Suddenly, our phones ring. A friend wants to know if we were safe and tells us about the attacks.
A minute later the football broadcast is interrupted and switches to an information report. In the minutes that follow, only the ring tones of phones and text messages are heard. A strange silence, a sudden seriousness falls over the street and dispels the festive atmosphere. We are all calling, texting, reaching out to our loved ones.
We immediately think about the attack of Charlie Hebdo.
Every Parisian has the attacks of Charlie Hebdo in mind. It happened in January, in the same area of these new attacks. But this time, it’s very close to all of us for a new and terrible reason. It’s not an institution which has been targeted, neither a newspaper.
It’s people in the street like you and me. It could be us. What shocks us is the scene of the attacks. We lived for years across the street from the restaurant “Le Petit Cambodge,” where trendy Parisians go —and where so many were victimized on this day.
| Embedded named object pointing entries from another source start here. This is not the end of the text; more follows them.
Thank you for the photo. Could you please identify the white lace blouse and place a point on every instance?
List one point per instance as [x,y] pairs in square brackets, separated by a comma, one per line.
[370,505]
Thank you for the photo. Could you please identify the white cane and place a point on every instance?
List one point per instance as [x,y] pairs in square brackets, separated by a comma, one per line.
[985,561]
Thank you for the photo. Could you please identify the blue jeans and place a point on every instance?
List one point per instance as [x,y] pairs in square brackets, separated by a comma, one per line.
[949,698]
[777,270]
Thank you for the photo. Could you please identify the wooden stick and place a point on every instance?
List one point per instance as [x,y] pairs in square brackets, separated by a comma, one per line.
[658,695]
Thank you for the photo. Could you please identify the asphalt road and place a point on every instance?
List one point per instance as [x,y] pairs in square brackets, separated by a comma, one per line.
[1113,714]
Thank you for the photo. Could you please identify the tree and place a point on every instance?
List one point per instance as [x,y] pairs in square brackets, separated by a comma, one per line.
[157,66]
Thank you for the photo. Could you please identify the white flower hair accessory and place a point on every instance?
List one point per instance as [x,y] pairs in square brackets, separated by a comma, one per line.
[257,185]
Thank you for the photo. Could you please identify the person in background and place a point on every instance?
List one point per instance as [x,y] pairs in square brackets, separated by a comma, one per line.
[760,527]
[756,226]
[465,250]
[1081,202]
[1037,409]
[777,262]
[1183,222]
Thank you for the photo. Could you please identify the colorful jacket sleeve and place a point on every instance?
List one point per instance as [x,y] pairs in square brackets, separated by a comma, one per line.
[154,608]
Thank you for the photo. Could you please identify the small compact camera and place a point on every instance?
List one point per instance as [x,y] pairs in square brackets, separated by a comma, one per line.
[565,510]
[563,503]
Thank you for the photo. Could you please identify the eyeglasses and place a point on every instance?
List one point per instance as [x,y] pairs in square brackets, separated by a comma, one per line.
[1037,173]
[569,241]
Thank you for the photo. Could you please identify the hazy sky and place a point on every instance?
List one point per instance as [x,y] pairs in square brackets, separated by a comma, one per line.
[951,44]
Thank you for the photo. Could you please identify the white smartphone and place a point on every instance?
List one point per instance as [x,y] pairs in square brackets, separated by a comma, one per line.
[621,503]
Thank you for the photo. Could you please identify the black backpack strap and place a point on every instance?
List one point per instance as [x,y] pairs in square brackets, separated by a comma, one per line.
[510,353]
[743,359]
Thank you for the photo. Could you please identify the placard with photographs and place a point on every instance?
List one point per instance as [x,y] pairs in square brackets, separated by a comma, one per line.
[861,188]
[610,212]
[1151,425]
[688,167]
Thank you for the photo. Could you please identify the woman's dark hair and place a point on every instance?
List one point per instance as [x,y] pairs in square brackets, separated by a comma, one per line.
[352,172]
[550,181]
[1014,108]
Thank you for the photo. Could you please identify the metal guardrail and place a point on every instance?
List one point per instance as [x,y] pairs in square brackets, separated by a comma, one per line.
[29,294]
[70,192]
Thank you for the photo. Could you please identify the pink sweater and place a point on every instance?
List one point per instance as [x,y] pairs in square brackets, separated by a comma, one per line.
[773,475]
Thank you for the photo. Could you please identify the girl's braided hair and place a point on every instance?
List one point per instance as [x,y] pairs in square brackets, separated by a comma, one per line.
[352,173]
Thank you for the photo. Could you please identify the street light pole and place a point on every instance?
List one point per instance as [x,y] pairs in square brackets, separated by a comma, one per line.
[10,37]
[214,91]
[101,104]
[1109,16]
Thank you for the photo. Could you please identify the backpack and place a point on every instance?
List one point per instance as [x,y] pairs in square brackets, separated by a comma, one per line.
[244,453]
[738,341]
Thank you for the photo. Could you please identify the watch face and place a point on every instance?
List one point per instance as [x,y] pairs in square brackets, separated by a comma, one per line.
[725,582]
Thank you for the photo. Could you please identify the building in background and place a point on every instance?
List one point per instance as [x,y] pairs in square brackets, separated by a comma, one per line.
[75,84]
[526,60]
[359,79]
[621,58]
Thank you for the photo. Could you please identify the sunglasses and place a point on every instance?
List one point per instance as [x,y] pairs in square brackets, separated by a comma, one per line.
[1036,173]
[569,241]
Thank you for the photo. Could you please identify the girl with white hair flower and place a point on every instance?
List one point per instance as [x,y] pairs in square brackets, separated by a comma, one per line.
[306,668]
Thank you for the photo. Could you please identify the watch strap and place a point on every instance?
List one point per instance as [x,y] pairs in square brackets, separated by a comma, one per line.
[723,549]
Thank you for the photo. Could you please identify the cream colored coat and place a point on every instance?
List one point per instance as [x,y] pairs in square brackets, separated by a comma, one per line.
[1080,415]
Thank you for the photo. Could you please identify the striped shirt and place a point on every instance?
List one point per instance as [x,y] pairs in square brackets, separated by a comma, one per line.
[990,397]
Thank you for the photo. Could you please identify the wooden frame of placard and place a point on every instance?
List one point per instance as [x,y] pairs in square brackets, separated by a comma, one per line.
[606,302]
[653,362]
It is the same with the concert hall “Le Bataclan,” where we often went to see concerts of all kinds. These places are frequented by the trendy youth of Paris. We know so many people who live in this area. We don’t feel safe anymore.
It’s sure that taking the subway, going to a bar in a Parisian terrasse, or to a concert is colored, now, with a paranoid feeling: that these attacks are only the beginning of a series.
We don’t finish our beers this Friday night–we just go home. The street is not so reassuring and becomes suspect.
We also want to know more about the victims, the terrorists, the reactions — and maybe someone we know on the victim list. In a half-hour, the streets are empty. The television announces 120 dead already. All this is unreal, it is difficult to believe. It’s a scene of war.
We are angry and defiant about terrorism and we all wonder how the government is going to prevent more attacks, which can occur anywhere, anytime.
Laure Hassan is a movie director; Alexandra Monvoisin is a visual artist. They live in Paris.